I can’t quite remember how many times, around midnight, I had to stop work on my article to answer the medical pager or fill in for someone who had been exhausted by a rough day of med-pager duty. But that was my job. So I would throw a legal pad in my messenger bag, grab a couple books, and head off to the hospital. If I were lucky, I could at least work in the waiting room for 20 or 30 relatively uninterrupted minutes.

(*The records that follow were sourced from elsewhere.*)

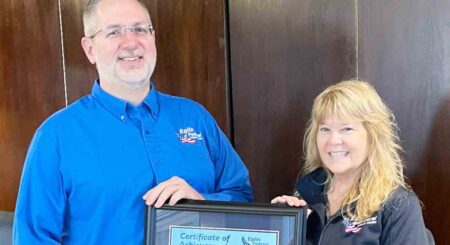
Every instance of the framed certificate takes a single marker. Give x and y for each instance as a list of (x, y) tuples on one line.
[(225, 223)]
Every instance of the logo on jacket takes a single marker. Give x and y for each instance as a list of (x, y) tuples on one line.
[(188, 135), (352, 226)]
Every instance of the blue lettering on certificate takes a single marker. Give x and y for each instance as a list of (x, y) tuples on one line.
[(188, 235)]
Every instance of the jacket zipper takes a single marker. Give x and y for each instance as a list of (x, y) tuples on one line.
[(326, 225)]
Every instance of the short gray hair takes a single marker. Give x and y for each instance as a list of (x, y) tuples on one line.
[(90, 9)]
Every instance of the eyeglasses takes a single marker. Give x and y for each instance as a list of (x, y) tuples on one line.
[(117, 31)]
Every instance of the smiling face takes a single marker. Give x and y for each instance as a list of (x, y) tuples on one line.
[(128, 59), (343, 146)]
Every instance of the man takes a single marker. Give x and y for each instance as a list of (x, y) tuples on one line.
[(92, 166)]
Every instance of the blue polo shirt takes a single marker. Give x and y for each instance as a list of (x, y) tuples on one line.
[(89, 165)]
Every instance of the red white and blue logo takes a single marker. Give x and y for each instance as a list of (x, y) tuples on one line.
[(188, 135), (351, 226)]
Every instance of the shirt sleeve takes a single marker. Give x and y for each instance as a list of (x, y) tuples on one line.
[(231, 176), (41, 201), (403, 222)]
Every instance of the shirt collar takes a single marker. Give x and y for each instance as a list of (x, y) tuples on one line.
[(117, 106)]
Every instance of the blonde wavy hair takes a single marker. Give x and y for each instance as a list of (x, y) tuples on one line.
[(382, 172)]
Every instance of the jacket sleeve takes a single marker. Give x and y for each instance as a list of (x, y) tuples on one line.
[(231, 176), (403, 222), (41, 201)]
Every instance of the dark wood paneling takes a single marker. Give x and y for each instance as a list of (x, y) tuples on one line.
[(283, 53), (31, 83), (191, 52), (404, 51)]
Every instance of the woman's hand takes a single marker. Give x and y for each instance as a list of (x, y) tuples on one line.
[(289, 200)]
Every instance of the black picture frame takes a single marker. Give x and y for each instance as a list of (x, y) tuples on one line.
[(252, 221)]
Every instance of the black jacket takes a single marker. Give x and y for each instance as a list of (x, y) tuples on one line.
[(399, 220)]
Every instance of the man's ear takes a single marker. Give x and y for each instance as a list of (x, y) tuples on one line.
[(86, 43)]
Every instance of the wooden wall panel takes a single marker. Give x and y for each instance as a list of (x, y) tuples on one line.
[(31, 83), (283, 53), (405, 52), (191, 52)]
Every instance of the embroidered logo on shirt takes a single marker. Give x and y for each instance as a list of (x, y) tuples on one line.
[(354, 227), (188, 135)]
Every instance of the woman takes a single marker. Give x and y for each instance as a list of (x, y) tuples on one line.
[(352, 179)]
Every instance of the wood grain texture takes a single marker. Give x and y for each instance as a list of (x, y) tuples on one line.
[(405, 53), (283, 53), (31, 83)]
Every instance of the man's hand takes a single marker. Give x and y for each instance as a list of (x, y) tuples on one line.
[(291, 201), (174, 188)]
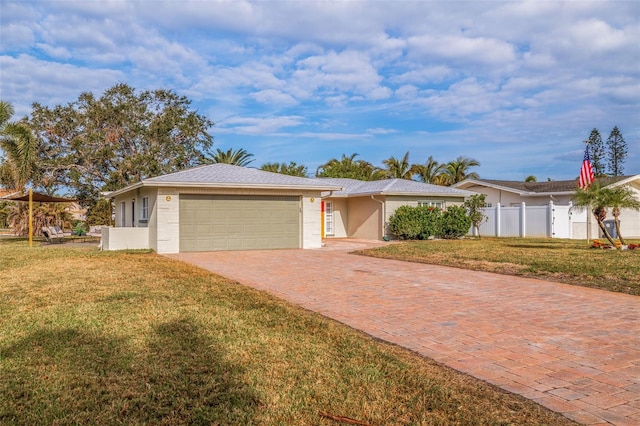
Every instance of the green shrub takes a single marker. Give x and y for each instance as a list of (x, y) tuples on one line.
[(419, 223), (405, 223)]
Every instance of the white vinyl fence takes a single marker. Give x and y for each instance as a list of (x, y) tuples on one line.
[(552, 221)]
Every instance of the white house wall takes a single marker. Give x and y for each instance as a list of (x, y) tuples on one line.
[(340, 217)]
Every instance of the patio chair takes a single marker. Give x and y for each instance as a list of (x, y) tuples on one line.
[(52, 235)]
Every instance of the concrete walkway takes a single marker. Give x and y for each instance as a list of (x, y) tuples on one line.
[(571, 349)]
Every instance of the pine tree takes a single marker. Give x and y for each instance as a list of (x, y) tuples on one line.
[(597, 152), (617, 152)]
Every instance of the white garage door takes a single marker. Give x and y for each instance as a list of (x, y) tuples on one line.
[(238, 222)]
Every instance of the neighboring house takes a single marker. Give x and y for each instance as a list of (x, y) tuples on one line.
[(217, 207), (512, 194), (362, 209)]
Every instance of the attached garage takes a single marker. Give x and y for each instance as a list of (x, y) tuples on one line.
[(236, 222)]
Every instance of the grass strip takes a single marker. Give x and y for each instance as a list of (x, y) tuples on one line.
[(566, 261)]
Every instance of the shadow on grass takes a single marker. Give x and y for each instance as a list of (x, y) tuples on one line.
[(72, 377)]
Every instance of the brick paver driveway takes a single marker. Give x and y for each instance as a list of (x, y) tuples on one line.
[(574, 350)]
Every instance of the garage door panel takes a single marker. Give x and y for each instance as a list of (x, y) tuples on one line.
[(215, 222)]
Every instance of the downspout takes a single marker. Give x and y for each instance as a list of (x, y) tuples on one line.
[(384, 215)]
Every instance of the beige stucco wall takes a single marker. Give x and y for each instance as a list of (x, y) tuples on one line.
[(164, 213), (340, 217)]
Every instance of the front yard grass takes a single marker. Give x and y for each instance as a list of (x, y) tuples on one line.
[(89, 337), (567, 261)]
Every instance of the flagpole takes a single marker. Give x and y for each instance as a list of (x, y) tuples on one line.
[(30, 217), (586, 143)]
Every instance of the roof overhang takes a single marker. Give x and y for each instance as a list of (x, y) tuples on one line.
[(220, 185)]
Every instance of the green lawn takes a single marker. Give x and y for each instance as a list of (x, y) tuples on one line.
[(89, 337), (568, 261)]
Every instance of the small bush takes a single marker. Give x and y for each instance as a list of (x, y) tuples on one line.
[(455, 222)]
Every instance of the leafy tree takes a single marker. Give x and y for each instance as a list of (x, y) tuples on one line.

My group of campers, young as they were, picked up on my struggles. During the camp’s talent show, they put on a skit about me. One of them dressed in a button-down shirt and khakis. He sat on the floor, typing away, surrounded by books, while other campers re-enacted a typical evening’s chaos. The parody version of me responded stoically to a number of crises, returning to his work only to be interrupted again a few seconds later.
For me the skit represents what life is like for academics, especially those who want to publish a great deal. We try in vain to reduce the chaos of our lives, and ultimately make personal sacrifices to get the work done.
Brian Ray is an assistant professor of English at the University of Nebraska at Kearney. He is author of two novels and the forthcoming book Style: An Introduction to History, Theory, Research, and Pedagogy.
Article source: The Chronicle of Higher Education.